Counterparty risk is that risk that a counterparty to a transaction cannot fulfill its obligation. It is related to settlement risk in that counterparty party risk bears on the question of whether settlement can take place or not.  

9. The following appeared in the Federal Reserve Bank of San Francisco’s Economic Letter, January 25, 2002:
Financial institutions are in the business of risk management and reallocation, and they have developed sophisticated risk management systems to carry out these tasks. The basic components of a risk management system are identifying and defining the risks the firm is exposed to, assessing their magnitude, mitigating them using a variety of procedures, and setting aside capital for potential losses. Over the past twenty years or so, financial institutions have been using economic modeling in earnest to assist them in these tasks. For example, the development of empirical models of financial volatility led to increased modeling of market risk, which is the risk arising from the fluctuations of financial asset prices. In the area of credit risk, models have recently been developed for large-scale credit risk management purposes.
   Yet, not all of the risks faced by financial institutions can be so easily categorized and modeled. For example, the risks of electrical failures or employee fraud do not lend themselves as readily to modeling.
What type of risk is the above quotation referring to?

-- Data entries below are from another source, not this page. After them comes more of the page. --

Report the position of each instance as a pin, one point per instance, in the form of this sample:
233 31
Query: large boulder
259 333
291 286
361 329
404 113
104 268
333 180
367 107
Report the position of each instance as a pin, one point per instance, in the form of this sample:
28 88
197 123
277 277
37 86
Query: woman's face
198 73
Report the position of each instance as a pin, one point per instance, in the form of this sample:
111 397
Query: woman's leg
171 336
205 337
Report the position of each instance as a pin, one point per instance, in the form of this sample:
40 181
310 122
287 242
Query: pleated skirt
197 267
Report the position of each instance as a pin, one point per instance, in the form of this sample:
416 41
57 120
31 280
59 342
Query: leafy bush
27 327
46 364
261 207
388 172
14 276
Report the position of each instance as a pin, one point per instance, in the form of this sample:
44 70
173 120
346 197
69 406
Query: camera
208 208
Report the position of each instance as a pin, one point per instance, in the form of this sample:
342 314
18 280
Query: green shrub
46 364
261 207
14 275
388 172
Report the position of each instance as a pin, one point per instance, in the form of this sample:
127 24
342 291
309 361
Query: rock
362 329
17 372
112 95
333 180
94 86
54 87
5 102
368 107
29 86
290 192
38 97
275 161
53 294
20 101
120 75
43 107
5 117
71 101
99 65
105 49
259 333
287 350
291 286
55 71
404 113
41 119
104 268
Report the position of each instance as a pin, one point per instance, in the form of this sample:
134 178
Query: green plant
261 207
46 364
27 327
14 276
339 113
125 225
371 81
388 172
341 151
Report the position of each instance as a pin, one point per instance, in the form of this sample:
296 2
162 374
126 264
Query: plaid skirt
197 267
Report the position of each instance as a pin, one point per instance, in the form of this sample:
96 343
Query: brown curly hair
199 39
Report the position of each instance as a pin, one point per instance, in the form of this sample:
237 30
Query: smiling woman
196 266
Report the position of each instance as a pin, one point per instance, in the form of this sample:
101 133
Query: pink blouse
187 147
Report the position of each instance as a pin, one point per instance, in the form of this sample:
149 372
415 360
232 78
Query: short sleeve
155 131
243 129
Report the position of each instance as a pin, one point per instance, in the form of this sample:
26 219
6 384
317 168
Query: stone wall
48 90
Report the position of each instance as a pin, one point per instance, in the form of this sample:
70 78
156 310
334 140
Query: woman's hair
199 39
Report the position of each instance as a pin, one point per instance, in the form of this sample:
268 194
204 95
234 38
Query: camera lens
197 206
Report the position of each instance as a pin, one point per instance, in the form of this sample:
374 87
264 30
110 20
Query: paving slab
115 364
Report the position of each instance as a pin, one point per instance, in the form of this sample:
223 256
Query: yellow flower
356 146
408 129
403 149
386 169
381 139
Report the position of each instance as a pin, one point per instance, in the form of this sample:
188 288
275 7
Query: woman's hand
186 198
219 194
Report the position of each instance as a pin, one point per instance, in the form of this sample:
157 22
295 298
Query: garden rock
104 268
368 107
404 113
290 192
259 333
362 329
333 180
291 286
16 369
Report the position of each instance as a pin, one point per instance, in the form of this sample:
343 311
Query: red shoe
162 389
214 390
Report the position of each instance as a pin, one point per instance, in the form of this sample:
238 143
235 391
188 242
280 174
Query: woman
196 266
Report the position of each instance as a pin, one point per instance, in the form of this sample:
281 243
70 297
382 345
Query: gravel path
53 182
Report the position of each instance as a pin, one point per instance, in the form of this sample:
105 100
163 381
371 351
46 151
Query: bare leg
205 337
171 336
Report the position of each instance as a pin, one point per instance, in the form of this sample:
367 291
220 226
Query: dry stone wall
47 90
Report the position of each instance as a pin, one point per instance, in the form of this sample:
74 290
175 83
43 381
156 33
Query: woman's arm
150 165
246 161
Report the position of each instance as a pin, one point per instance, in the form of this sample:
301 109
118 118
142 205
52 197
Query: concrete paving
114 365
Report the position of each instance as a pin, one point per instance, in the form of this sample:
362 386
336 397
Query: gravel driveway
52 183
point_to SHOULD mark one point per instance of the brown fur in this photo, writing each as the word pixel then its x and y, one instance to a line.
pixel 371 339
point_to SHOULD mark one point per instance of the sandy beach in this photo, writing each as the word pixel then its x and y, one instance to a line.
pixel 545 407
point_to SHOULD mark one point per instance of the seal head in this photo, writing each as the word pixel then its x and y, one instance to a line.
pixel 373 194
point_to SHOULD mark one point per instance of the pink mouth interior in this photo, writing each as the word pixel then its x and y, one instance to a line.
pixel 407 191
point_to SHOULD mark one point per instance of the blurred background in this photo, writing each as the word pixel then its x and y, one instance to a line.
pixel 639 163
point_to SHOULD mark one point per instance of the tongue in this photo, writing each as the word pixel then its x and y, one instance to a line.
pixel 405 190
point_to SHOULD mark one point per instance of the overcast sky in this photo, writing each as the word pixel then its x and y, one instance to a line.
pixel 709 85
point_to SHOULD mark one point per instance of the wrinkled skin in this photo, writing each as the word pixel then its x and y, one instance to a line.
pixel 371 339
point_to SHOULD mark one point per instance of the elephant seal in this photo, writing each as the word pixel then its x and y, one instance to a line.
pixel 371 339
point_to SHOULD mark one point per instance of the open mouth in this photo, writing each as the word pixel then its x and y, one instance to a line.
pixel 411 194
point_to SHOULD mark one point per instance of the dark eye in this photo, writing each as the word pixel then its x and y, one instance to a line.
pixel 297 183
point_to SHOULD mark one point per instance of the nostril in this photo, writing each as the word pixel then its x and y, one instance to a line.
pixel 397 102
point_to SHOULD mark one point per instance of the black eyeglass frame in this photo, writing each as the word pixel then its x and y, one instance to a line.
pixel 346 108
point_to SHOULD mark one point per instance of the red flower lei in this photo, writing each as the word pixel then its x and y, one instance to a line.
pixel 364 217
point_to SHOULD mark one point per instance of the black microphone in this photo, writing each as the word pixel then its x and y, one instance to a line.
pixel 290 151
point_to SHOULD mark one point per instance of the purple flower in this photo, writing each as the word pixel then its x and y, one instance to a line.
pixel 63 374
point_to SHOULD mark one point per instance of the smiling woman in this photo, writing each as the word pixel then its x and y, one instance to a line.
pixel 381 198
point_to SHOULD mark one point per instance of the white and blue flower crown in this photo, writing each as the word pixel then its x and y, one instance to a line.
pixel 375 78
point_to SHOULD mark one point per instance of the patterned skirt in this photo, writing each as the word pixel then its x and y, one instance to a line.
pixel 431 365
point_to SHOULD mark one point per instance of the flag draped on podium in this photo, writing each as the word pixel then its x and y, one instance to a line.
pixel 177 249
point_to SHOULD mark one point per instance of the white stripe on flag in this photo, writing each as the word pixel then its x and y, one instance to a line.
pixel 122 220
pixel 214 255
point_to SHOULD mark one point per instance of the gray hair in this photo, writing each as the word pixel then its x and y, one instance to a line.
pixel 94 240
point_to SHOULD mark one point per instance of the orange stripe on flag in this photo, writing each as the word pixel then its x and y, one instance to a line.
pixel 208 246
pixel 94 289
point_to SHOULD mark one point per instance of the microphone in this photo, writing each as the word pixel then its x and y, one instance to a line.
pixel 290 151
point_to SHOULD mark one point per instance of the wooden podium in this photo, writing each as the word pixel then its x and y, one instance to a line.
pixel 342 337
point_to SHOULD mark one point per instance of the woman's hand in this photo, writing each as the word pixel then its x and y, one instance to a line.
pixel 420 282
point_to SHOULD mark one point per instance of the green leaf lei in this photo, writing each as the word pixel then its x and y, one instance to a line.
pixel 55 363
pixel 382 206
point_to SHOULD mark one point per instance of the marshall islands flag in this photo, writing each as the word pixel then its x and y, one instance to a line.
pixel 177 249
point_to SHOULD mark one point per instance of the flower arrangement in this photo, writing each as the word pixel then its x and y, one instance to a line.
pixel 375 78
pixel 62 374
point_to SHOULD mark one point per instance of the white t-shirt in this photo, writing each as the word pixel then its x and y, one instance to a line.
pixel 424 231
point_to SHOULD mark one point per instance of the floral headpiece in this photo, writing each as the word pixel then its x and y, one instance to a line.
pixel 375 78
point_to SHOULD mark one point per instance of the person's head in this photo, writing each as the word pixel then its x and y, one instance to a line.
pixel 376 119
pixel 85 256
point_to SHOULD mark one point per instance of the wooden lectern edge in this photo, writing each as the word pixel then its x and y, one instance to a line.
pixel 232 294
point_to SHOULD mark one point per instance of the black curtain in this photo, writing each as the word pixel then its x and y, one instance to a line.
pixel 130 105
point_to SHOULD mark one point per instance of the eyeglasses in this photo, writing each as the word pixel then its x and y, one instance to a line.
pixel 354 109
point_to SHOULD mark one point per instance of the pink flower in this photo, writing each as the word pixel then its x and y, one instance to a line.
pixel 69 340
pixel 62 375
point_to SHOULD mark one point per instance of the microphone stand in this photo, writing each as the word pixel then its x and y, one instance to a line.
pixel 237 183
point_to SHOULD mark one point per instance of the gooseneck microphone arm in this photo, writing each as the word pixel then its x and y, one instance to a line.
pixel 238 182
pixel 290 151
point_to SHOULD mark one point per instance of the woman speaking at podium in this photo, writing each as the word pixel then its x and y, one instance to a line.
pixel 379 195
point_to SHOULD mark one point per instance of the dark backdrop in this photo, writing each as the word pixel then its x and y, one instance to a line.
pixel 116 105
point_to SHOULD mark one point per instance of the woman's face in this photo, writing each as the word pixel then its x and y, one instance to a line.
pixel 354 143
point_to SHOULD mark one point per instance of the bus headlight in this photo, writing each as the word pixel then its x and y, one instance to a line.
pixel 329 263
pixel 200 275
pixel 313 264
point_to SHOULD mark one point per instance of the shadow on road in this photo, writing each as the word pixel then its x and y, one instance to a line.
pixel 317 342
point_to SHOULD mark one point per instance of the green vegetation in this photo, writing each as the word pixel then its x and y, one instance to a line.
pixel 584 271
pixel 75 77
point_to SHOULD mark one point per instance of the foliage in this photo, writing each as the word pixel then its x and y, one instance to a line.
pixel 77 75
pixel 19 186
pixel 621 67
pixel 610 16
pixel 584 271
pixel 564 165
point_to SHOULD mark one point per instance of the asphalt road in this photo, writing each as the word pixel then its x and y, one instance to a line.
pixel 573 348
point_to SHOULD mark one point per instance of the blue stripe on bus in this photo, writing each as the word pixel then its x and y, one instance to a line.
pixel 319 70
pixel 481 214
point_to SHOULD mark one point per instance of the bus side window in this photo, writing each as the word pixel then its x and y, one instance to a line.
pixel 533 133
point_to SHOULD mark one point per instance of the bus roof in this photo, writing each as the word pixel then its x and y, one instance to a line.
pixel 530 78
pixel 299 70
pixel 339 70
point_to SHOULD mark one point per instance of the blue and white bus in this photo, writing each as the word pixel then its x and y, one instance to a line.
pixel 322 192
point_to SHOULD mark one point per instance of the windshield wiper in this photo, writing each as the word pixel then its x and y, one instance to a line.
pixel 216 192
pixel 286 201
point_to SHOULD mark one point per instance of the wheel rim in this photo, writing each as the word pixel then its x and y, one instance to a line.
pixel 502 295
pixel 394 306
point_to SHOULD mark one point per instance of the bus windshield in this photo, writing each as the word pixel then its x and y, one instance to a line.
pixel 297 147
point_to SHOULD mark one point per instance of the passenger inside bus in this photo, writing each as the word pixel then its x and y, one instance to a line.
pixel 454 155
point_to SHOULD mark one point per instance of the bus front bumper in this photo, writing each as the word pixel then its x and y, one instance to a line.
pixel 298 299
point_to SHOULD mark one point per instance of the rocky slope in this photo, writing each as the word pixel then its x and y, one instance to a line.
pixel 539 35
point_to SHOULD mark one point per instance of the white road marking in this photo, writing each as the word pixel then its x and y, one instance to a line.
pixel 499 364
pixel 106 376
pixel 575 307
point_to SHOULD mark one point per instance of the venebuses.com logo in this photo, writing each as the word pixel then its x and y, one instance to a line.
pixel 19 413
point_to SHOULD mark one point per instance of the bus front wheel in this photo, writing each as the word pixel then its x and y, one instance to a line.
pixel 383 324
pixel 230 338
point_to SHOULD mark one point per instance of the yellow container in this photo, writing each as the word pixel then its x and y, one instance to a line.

Operational risk is the risk of loss resulting from inadequate or failed internal processes, people and systems, or from external events.  

10. What is the source of income for an asset management firm?

The sources of income are a fee based on assets under management, and sometimes a performance fee based on returns that meet certain benchmarks or targets.

11. What is meant by a performance-based management fee and what is the basis for determining performance in such an arrangement?

Performance based management fees are typically seen in hedge funds. Increasingly, they are also used by managers of asset management firms. These fees are fees based on performance that meet specified criteria.

12. a. Why is the term hedge to describe “hedge funds” misleading?
b. Where is the term hedge fund described in the U.S. securities laws?

a.       Hedge denotes hedging risk. Many hedge funds, however, do not use hedge as a strategy, and these funds take significant risk in their attempt to achieve abnormal returns.

b.      The term is not described in US securities laws, and hedge funds are not regulated by the SEC.

13. How does the management structure of an asset manager of a hedge fund differ from that of an asset manager of a mutual fund?

Asset management firms are compensated by a fee on asset under management. Hedge funds are compensated by a combination of assets under management and a performance fees. Clearly, investment strategies of these firms will be different since hedge funds seek to generate abnormal returns.

14. Some hedge funds will refer to their strategies as “arbitrage strategies.” Why would this be misleading?

Arbitrage means riskless profit. These opportunities are few and fleeting. Hedge funds take great risk. The arbitrage typically taken is where there is a disparity between the risk and the return, such as pricing disparities across markets.

15. What is meant by a convergence traded hedge fund?

A convergence trading hedge fund uses a strategy to take advantage of misalignment of prices or yields.

16. What was the major recommendation regarding hedge funds of the President’s Working Group on Financial Markets?

The major recommendation was that commercial banks and investment banks that lend to hedge funds improve their credit risk management practices.